Scientific classification
- Kingdom: Animalia
- Phylum: Arthropoda
- Subphylum: Chelicerata
- Class: Arachnida
- Order: Araneae
- Infraorder: Araneomorphae
- Family: Tetragnathidae
- Genus: Meta
- Species: M. dolloff
- Binomial name: Meta dolloff Levi & Levi, 1980

= Dolloff cave spider =

- Authority: Levi & Levi, 1980
- Conservation status: VU

Species of spider

The Dolloff cave spider (Meta dolloff) is a spider native to California, among the rarest spiders of North America.

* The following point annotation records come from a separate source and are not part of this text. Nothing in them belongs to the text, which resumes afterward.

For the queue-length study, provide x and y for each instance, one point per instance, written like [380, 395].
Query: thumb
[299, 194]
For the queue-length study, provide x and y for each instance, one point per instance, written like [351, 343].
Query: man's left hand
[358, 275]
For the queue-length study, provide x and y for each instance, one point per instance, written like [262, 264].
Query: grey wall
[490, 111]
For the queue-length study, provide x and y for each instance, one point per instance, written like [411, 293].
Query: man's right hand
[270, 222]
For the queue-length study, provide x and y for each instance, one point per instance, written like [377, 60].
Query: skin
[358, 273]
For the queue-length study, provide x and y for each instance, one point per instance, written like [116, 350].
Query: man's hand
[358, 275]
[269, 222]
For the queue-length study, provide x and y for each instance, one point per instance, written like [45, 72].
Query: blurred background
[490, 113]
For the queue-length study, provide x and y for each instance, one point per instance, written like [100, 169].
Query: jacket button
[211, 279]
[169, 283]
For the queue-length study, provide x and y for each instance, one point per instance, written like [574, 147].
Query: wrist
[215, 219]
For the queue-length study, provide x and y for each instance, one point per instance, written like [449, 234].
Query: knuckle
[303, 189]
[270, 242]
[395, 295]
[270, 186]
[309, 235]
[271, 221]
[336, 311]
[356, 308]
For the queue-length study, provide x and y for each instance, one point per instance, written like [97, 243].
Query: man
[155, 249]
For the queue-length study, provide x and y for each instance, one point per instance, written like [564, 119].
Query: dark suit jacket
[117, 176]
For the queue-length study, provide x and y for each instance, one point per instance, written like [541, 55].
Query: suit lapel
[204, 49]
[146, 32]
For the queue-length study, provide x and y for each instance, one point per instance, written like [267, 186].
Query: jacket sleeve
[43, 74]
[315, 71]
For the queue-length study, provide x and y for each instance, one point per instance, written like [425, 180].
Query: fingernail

This species was listed as vulnerable in 1996 on the IUCN Red List of Threatened Animals.

==Habitat==
The Dolloff cave spider has been found in caves in the Empire Cave System near University of California, Santa Cruz, and in the Gray Whale Ranch State Park.

Since the discovery of Meta dolloff in the Empire and Dolloff Caves, Santa Cruz, California, M. dolloff have been found to regularly exist and reproduce outside of caves in other subterranean habitats such as railroad tunnels and human-dug soil pits at UC Santa Cruz. The Dolloff cave spider builds its webs near niches and depressions in cave walls, feeding primarily on moths and harvestmen.